By swapping out all instances of process.env to the string ‘production’, the following:

if (process.env !== 'production') {...}

is swapped to:

if ('production' !== 'production') {...}

Which UglifyJS reads as:

if (false) {...}

So it can safely strip the code away entirely. This is how a framework strips out warnings in a ‘production’ build. Mindblown.gif.

Routing

We built a manual hash-based router which was gradually refactored into a proper Vue router component. It was good to see a link to the historyApiFallback implementations in the documentation. PHP isn’t entirely dead!
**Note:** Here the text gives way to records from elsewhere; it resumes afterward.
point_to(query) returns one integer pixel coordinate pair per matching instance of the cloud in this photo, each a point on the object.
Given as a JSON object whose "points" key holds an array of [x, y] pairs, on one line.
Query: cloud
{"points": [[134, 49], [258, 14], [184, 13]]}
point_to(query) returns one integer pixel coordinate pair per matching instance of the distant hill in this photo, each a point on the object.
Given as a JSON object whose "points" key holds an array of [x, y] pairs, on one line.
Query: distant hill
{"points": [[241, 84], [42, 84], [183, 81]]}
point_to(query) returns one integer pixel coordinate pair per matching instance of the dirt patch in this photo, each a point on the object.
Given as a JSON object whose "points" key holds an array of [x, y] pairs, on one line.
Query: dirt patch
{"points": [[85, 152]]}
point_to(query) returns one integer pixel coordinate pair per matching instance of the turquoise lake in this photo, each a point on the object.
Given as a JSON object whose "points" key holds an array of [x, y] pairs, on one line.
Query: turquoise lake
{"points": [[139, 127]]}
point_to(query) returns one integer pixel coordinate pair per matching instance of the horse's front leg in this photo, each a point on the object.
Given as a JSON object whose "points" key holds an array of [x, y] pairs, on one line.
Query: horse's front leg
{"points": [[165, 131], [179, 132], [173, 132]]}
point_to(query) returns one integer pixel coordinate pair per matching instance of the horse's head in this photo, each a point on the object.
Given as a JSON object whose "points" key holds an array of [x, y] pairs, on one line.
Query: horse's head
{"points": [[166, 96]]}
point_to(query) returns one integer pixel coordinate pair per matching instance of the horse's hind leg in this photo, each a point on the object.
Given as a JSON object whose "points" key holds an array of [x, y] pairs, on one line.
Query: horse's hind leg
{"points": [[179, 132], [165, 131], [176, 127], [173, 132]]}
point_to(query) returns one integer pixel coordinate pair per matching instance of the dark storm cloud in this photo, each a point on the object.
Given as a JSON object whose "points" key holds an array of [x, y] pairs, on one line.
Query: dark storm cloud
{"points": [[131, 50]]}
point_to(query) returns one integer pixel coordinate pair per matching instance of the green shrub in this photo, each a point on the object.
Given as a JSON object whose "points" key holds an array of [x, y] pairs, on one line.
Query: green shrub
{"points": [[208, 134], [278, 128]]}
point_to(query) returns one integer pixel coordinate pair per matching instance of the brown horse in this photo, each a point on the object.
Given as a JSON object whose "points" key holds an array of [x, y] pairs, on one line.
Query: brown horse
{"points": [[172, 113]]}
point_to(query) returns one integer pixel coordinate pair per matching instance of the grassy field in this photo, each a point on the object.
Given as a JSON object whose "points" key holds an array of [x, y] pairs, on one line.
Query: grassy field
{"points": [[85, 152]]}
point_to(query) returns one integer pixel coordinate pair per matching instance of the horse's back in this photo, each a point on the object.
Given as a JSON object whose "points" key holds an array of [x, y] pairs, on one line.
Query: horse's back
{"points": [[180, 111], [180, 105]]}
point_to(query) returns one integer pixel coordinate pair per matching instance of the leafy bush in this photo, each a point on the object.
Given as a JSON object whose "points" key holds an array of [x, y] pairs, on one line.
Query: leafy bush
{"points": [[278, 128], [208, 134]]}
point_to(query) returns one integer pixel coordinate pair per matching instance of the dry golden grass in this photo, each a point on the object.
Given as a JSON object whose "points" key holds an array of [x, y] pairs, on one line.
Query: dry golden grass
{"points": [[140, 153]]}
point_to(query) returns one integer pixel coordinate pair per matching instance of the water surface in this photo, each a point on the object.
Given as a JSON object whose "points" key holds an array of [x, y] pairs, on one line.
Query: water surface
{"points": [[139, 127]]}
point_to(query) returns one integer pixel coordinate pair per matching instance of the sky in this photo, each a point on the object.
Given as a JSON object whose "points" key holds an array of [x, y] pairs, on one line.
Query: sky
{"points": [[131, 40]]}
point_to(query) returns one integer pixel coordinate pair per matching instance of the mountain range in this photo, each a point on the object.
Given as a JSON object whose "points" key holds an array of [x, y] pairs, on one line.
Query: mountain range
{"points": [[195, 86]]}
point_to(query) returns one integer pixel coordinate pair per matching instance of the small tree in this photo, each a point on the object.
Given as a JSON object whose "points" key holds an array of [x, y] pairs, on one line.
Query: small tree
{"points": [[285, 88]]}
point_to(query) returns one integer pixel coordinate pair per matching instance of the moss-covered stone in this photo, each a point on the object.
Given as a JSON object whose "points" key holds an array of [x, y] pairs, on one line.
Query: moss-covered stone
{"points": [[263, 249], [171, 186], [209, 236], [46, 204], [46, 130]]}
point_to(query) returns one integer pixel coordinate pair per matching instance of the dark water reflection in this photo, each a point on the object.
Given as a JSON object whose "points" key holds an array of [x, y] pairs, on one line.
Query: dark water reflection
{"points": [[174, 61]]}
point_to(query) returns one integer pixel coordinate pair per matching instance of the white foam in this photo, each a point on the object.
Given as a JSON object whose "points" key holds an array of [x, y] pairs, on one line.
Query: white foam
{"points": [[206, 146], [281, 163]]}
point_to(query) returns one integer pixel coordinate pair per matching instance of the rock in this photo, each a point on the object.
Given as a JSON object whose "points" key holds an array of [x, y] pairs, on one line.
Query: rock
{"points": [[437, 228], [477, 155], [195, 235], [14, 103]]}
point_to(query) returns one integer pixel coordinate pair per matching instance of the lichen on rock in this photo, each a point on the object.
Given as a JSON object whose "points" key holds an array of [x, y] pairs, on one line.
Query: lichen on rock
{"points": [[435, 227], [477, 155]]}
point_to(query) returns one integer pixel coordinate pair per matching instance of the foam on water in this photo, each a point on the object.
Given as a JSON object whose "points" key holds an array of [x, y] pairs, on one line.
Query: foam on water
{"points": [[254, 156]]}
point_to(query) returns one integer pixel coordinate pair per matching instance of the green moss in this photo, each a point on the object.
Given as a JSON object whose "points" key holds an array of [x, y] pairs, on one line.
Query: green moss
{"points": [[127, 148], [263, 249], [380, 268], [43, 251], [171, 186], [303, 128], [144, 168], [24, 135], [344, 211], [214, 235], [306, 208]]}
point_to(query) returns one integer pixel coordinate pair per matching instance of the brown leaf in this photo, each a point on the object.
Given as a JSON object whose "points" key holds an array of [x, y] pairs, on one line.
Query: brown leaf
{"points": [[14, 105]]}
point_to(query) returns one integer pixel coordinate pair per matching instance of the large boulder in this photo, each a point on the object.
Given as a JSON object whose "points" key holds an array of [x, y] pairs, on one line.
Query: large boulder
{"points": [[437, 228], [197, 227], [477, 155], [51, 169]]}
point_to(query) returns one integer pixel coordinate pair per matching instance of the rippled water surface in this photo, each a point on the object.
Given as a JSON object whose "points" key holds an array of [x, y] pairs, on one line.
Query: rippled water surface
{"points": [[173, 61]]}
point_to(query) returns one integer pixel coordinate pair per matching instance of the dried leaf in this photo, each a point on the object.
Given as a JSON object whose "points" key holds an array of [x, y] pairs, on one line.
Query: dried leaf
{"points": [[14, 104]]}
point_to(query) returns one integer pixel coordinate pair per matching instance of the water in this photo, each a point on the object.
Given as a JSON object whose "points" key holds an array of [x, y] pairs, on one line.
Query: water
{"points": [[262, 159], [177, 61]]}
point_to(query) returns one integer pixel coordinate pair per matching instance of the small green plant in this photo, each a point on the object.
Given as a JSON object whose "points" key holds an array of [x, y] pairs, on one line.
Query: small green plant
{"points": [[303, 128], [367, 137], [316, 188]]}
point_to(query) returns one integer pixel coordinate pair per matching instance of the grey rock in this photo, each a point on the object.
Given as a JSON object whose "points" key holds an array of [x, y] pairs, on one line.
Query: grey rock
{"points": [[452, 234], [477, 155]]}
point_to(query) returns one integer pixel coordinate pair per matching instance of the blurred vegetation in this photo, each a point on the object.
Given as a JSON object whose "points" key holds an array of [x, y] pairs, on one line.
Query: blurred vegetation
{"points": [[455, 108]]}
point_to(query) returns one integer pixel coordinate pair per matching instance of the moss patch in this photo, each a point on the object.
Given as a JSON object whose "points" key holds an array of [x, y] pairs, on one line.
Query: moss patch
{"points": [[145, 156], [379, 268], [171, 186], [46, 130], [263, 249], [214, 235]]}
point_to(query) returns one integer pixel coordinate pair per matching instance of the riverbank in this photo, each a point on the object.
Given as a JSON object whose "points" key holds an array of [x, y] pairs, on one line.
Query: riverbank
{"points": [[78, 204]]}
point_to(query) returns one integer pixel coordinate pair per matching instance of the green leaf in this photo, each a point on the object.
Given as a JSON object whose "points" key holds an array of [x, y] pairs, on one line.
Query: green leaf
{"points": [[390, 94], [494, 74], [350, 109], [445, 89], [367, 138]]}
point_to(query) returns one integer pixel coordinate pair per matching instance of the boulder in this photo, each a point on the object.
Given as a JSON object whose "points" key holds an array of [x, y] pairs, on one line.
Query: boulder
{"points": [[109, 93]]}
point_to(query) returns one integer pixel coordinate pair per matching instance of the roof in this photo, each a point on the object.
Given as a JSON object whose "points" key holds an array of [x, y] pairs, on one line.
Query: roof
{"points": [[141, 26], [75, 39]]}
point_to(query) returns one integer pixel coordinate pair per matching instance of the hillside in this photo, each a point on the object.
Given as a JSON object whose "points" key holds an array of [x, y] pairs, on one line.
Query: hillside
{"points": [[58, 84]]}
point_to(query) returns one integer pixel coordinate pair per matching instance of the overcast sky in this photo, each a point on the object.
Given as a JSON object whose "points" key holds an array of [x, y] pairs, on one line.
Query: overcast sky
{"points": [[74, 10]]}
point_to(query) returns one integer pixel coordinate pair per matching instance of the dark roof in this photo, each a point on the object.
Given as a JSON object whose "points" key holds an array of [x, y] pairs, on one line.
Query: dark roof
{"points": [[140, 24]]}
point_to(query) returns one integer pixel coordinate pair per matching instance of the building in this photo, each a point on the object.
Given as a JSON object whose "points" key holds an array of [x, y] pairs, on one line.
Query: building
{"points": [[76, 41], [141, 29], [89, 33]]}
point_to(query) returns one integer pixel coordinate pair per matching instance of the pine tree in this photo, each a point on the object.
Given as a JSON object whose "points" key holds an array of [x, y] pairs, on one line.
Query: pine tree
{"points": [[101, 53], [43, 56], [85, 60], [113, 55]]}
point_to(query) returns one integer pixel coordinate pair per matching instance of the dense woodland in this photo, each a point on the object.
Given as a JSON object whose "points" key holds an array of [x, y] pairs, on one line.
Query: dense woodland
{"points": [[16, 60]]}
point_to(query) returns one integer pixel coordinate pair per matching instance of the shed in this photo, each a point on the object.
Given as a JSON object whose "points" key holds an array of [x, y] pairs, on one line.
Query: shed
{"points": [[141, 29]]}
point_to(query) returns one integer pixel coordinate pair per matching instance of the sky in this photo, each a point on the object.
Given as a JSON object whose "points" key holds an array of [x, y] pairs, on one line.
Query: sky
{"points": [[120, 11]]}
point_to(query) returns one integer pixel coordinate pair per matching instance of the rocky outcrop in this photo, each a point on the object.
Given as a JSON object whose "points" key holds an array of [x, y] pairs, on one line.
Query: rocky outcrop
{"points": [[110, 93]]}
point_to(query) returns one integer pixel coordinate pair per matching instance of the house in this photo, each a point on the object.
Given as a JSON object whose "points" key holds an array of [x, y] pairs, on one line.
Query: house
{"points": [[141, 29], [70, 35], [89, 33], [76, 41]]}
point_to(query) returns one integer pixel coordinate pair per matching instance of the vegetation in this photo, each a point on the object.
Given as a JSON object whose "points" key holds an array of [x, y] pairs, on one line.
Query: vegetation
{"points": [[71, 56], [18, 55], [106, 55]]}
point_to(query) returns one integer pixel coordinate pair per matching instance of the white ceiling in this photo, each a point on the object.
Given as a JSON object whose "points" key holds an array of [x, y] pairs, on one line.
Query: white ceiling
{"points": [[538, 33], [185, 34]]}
A feature that had totally passed me by was passing in props: true into the route object. This auto-adds the params as props (as long as you request them on the component). It makes testing a component far easier, we don’t need a $route object, just the ability to pass starter props in.

Nested mappings and redirects were next on the agenda. Following that, we looked at route hooks, meta properties and in-component hooks. That led rather nicely onto data fetching patterns – something I’ve been very keen to learn.

Task – make a blog

After lunch, we made a simple blog with an index page and post pages. It provided an opportunity to put into practise the data fetching patterns we’d worked on earlier.

There was an interesting point raised about ‘over-componenting’. There’s no clear-cut way to decide when to make native HTML elements into a component. It’s a question of taste, maintainability and reusability. You shouldn’t make components for the sake of it, fragmenting an app too much will cause unnecessary mental context switches.

Async components

Dynamic imports and Webpack are black magic. It’s incredible. With babel-syntax-dynamic-imports, you can write:

const Post = () => import('./Post.vue')

and it will automatically create and handle an async component. MindBlownAgain.gif.

State management

Vuex (and other Flux implementations) move the source of truth to a global area. They’re designed for long-term, big and multi-dev projects. They’re not for every project.

We then took a deep-dive into how Vue.js tracks dependancies using Object.defineProperty getters & setters. We also discussed the difference between ‘Mutable style’ (used by Vue.js) and ‘Immutable style’ (used by React).

With mutable style code, we don’t have to return a copy after each state change, we don’t even need to call setState, the getters and setters on the mutable data catches the changes and reacts automatically.

The Vuex dev-tools time-travel is epic. But it has a more grounded use of import/export for your app state. It means you can hand off state to a colleague and they’ll be able to boot up to where you were. Perfect for bug fixing.

Computed properties from the store give you dependancy tracking and getters are the Vuex equivalent to computed properties. They have the same caching behaviour. One extra win is that getters are cached globally, computed properties are cached locally.

Following that, we refactored our blog to use stores. By implementing global state management, we could reduce the number of API requests required to navigate the site. One gotcha was caching. You do need to plan caching quite carefully when holding internal state. I guess an alternative is to leave caching to a ServiceWorker and handle each API request as if it’s fresh.

Another cracking day. The difficulty is definitely ramping up so I’m excited to see what day three brings!